There is significant uncertainty around Europe and beyond regarding both the timing of introduction and also the implications in practice of Solvency II.

However, in Guernsey, we have opted for certainty. The island is not part of the EU so we are not required to adopt its Directives and our government and the GFSC have issued a joint statement to say that currently the island doesn't have any plans to seek equivalence under Solvency II. Solvency II has been designed to address systemic and group risks within commercial insurance markets, but these are risks not generally faced by Guernsey-based international insurance companies, where there are a large proportion of captive insurance companies. Therefore, as things stand, equivalence could potentially burden Guernsey insurers with additional costs and render currently effective captive business plans uneconomic.

Bermuda, Switzerland and Japan are adopting a different stance. These countries were in the first wave of equivalence applications, but were not doing so primarily for their captives, but to protect their international commercial reinsurance industries. Bermuda in particular is seeking to mitigate the effects on their captive insurance business. We continue to monitor these developments closely. Guernsey will continue to meet the standards of the International Association of Insurance Supervisors (IAIS) – the IMF has commended the island for having high levels of compliance with the 28 insurance core principles of the IAIS – but its proportionality principles mean that we will provide a more attractive environment for captive owners and other niche insurers.

New insurance business

Martin Le Pelley, chairman of the Guernsey International Insurance Association (GIIA), believes that Guernsey's decision not to currently seek equivalence under Solvency II has "no doubt" contributed to the surge in new insurance business during 2011.

Latest figures show that the GFSC licensed 72 international insurers during 2011, which is a 53% increase from the 47 approved during 2010. The growth is across the range of entities from conventional captive insurance companies, PCCs, ICCs and in particular, PCC and ICC cells.

Towards the end of 2011, there has been notable media interest in two particular new schemes linked to Guernsey. Broking firm Acumus has launched the Guernsey-based Igloo Insurance PCC Limited.

Three UK housing associations have joined the scheme by taking cells in the PCC to insure property risks while avoiding market volatility and a number of other associations are expected to join during 2012. It is managed by Heritage Insurance Management Limited.
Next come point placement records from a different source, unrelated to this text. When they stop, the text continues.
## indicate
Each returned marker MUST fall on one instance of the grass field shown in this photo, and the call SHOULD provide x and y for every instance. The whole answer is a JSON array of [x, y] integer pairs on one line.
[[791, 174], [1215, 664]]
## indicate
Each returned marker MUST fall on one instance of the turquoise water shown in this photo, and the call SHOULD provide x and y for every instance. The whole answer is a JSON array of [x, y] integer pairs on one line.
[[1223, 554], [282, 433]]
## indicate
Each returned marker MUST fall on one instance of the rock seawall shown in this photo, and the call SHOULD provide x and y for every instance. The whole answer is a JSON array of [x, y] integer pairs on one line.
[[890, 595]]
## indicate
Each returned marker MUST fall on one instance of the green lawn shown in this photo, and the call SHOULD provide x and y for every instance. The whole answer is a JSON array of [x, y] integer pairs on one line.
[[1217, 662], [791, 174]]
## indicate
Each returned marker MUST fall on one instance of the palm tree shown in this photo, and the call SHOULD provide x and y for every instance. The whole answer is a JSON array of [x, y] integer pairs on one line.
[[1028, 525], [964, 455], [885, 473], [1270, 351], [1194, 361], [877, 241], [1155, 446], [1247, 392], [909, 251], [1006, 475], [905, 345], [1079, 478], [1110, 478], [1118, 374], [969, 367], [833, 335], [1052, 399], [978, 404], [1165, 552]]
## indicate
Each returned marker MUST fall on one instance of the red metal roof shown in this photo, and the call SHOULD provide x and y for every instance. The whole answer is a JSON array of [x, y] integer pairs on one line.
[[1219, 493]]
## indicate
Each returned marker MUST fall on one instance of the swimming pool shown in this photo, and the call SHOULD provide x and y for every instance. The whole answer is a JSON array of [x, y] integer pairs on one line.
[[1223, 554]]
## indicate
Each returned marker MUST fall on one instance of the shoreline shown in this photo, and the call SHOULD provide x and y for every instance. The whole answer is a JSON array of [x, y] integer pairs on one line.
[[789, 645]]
The Jardine Lloyd Thompson Group (JLT) has announced that its Guernsey office will play a key role in a new mortgage indemnity insurance scheme being introduced in the UK. The Home Builders Federation (HBF) and the Council of Mortgage Lenders (CML) have created the scheme, which will see mortgages on new build homes underwritten by house builders and the UK government.

By insuring the risk of default losses, the scheme allows lenders to offer 95% loan to value (LTV) mortgages on new homes. Growth in 2011 has helped push the net number of international insurance entities licensed in Guernsey up by 12, from 675 at the end of 2010 to 687 at the close of the year.

The GFSC has also released data for 2010, which shows that the Guernsey international insurance industry had gross assets of £21.4bn, a net worth of £8.5bn and premiums written of £4.1bn.

This data from the GFSC, coupled with the independent evaluations, provides strong evidence that Guernsey remains a dominant force among captive insurance domiciles.